The lead agent on the case said on the stand that he told the grand jury that indicted Murdaugh 13 months after the deaths that the T-shirt Murdaugh was wearing when police arrived had high velocity blood spatter from his son that happens when someone is shot at close range.

But other agents in the case had already reported further testing on the shirt showed no blood on it and the shirt was never mentioned by prosecutors at the trial.

Meadors said law enforcement is not on trial, Murdaugh is.

The prosecutor said he was offended that Murdaugh's defense is claiming that law enforcement "didn’t do their job while he is withholding and obstructing justice by not saying, 'I was down at the kennels.’”

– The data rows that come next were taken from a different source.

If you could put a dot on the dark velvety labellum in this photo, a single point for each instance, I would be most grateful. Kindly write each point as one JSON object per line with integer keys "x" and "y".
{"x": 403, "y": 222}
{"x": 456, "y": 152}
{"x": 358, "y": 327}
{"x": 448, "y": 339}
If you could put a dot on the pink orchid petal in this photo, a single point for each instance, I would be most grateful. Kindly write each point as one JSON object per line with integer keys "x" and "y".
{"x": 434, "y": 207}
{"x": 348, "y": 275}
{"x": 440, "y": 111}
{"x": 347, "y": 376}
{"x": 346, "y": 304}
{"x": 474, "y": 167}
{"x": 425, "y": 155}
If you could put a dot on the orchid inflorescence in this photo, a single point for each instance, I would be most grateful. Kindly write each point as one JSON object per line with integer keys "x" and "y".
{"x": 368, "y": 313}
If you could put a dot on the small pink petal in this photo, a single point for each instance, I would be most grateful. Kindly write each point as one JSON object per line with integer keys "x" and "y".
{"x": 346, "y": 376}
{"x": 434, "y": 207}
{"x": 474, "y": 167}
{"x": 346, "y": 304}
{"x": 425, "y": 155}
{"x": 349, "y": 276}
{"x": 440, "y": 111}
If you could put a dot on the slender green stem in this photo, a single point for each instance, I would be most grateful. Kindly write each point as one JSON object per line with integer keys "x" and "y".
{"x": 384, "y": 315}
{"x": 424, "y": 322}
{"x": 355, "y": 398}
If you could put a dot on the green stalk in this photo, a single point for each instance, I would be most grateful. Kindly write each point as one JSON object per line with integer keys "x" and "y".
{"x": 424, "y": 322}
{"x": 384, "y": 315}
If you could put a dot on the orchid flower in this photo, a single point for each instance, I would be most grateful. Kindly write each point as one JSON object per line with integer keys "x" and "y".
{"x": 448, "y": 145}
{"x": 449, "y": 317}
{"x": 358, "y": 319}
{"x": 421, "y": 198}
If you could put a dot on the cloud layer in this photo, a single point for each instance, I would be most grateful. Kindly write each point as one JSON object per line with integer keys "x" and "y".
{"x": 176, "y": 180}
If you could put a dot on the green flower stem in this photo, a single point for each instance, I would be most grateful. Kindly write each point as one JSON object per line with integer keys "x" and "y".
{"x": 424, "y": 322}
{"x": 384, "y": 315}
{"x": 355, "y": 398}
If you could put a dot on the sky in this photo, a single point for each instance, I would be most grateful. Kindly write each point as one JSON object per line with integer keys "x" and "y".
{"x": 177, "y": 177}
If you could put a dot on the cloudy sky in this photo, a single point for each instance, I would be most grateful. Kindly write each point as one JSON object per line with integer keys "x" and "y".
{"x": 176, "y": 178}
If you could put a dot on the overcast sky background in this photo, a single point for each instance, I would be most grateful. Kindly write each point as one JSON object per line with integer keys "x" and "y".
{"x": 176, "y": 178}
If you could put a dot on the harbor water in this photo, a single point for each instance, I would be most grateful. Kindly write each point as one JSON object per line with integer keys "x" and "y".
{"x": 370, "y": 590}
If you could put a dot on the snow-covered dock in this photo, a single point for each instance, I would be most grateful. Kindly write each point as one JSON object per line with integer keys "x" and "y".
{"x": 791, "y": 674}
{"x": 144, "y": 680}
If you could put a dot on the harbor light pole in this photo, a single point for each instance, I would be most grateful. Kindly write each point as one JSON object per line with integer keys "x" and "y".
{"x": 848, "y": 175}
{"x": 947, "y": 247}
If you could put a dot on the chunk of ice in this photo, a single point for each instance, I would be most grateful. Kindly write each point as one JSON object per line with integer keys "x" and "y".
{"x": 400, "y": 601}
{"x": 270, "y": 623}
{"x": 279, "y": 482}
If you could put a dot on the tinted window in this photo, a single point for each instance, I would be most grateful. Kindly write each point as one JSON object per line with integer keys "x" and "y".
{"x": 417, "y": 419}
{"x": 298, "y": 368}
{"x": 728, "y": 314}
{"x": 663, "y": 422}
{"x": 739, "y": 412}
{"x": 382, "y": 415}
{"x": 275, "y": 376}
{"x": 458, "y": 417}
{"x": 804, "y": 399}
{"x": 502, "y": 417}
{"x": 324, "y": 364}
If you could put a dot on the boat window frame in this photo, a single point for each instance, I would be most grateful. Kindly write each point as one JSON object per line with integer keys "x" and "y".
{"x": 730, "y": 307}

And there was the matter of the blue rain jacket that state agents said was covered in gunshot residue when it was found at Murdaugh's mother's house. Investigators theorized Murdaugh wrapped guns in it to hide on his parents' property, but Murdaugh's family didn't recognize it and it wasn't his size.

Griffin ended his closing argument with a plea to the jury.

“On behalf of Alex, on behalf of Buster, on behalf of Maggie and on behalf of my friend Paul, I respectfully ask you do not compound a family tragedy with another,” Griffin said, his voice breaking.

Earlier Thursday, Judge Clifton Newman removed a juror because she discussed the case with other people. Five jurors have had to be replaced during the six-week trial, leaving the jury with just one alternate during deliberations, which began at 3:50 p.m. (EST) on Thursday.

Newman's exchange with the juror Thursday was pleasant. He asked her if she needed the bailiff to get any of her things from the jury room. She said she had her purse and a dozen eggs that a fellow juror brought for each juror from his farm.

Fiset said the lone alternate juror marks an alarming development given the risk of illness posed by COVID-19. In a case with less direct evidence, she expects a longer deliberation — and a longer period for members to remain healthy.

“They are one person away from this jury being a mistrial,” Fiset said.